With the salon stained and varnished and that galley board made pretty and installed, next I had to make, varnish, and install mahogany plywood panels to replace the rotten stuff around the galley windows.
The angled plywood panels on both sides of the galley were rotten from leaking bow seat windows.
I didn’t save the old panels, which would have made good patterns. No problem, though, because I’ve got a Eureka Zone EZ-One woodworking center that makes cutting perfect angles on ply a breeze.
Measuring and marking the panel took longer than the actual set-up and cutting with the EZ-One. Given the space I have to work in, there’s no way I could have done this with a table saw. The first panel needed a fraction of a degree of additional material cut from the angle. No problem–just put the panel under the track guide edge and position it so the saw cuts nothing on one end and 1/16″ at the far end of the cut. Set-up and the cut itself took less than a minute. Try that with a conventional table or panel saw!
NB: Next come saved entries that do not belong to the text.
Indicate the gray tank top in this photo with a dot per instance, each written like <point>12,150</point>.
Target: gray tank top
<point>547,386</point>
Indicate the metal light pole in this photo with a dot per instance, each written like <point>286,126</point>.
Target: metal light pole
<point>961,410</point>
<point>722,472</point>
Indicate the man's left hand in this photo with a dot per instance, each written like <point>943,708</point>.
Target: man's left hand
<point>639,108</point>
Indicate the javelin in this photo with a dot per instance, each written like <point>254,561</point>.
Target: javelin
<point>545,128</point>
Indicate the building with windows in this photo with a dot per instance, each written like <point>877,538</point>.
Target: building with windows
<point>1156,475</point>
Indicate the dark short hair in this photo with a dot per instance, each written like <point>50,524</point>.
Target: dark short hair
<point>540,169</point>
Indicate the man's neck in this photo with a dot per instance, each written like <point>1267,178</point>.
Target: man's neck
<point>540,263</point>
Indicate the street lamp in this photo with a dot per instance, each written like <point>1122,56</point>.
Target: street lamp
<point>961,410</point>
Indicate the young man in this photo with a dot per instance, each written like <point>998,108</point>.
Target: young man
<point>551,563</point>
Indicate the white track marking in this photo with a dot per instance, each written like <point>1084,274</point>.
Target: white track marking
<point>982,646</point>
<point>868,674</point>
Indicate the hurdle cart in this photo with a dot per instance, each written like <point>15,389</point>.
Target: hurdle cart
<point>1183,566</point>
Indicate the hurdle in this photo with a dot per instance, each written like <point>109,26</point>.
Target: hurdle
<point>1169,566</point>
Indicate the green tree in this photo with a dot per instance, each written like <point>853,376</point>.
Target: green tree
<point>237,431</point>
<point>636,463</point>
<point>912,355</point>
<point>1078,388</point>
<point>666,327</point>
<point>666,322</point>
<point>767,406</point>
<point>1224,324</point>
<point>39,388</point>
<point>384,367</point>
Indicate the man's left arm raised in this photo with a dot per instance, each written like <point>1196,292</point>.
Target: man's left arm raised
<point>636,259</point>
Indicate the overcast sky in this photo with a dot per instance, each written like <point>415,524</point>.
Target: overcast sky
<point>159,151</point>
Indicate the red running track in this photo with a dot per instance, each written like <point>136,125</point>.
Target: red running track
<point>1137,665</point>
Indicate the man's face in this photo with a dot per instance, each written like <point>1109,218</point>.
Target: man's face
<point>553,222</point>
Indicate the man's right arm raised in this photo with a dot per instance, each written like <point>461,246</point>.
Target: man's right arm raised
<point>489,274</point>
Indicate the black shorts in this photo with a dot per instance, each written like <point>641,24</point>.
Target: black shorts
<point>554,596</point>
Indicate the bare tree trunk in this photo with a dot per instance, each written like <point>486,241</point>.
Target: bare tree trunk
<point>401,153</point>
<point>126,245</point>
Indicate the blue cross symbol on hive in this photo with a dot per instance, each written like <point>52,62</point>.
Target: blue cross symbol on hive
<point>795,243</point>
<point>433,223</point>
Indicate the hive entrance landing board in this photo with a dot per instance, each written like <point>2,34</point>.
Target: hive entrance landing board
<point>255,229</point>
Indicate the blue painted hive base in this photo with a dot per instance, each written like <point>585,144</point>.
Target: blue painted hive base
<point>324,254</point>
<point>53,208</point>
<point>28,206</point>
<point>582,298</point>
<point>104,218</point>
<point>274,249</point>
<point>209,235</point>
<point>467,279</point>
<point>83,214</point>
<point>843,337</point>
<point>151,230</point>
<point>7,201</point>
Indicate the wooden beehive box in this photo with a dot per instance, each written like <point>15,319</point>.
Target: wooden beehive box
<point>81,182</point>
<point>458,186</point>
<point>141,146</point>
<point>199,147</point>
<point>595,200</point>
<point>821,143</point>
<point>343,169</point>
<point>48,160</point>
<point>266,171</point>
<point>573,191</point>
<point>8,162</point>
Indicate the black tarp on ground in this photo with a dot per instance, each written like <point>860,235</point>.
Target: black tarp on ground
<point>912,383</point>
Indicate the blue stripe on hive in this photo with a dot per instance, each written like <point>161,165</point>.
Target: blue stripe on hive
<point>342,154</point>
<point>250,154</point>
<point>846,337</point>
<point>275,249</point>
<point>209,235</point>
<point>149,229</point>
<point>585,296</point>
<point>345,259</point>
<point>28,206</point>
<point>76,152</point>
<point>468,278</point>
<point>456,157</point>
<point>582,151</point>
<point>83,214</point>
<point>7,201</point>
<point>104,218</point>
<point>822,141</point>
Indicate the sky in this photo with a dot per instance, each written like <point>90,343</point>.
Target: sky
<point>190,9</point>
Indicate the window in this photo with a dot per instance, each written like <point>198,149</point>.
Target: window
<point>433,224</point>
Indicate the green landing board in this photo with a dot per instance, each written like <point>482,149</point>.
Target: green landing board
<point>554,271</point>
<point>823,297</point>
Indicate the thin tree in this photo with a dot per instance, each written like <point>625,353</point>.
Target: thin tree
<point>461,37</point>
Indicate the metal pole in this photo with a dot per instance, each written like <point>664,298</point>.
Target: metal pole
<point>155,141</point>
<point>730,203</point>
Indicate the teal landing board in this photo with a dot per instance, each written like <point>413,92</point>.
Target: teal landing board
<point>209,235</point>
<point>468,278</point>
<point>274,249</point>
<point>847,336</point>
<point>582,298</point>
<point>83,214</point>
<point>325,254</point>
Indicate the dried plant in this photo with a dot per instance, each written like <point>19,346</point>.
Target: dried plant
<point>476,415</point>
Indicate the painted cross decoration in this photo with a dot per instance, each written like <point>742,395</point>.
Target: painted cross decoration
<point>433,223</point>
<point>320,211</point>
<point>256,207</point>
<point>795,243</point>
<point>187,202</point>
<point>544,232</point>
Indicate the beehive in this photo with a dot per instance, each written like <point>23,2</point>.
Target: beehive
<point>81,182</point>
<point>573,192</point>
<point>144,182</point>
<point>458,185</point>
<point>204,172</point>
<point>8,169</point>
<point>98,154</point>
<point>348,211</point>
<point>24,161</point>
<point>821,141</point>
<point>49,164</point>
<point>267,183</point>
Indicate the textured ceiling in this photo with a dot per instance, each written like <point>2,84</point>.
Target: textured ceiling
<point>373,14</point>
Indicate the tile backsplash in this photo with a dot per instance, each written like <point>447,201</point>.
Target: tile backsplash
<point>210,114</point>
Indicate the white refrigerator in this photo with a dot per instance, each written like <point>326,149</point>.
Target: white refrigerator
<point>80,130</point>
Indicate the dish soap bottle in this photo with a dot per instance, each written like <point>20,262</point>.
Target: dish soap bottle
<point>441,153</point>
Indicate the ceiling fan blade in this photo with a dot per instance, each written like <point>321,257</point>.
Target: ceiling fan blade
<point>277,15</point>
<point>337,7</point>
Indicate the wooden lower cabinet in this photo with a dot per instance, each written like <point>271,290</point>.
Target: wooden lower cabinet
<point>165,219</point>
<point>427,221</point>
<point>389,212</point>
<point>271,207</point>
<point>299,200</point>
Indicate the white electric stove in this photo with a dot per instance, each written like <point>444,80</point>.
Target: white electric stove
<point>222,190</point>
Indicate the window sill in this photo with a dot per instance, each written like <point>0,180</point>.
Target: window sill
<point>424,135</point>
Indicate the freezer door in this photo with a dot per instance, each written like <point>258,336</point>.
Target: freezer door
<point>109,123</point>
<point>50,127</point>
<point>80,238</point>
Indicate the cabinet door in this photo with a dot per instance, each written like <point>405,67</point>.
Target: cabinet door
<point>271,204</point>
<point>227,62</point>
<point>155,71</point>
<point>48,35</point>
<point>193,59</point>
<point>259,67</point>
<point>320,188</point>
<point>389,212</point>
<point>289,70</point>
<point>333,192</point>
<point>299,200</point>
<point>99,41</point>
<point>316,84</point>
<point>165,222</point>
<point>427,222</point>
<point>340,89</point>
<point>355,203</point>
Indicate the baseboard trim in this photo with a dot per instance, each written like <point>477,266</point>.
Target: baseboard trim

Buffalo Batts provide the biggest “bang for the buck” when it comes to insulation that’s appropriate for the humid marine environment. I put the Buffalo Batt scraps on the panel in the pic above after coating the back with epoxy, yielding R3 insulation on the backside of the panels. The ICA clear on the face of the panel was already cured.
Chris Craft used bungs to cover screw holes that held their interiors together, but I’m trying to avoid bungs wherever possible. Like most new boats, this panel will be just glued in place with epoxy.
The new wood isn’t quite a perfect match to the 1968-era mahogany, but with the Pettit 1095p stain it’s pretty close.
That refrigerator has been a pain in the but ever since I moved it aboard after I got the paperwork SNAFU resolved back in 2012. It came in through the salon roof hatch hole on the same “crane day” as the Cummins 6CTAs and the washer and dryer that are in the aft stateroom, and the fridge has been in the way ever since. It was nice to finally have a use for the thing!
I’ve got the starboard side mahogany panel ready to install, but some other things are calling for my attention. Motion Windows tells me my helm station windows are on the way, and winter is coming so it’s time to get the window frame installed. Also, I need to install the port engine before it gets too cold.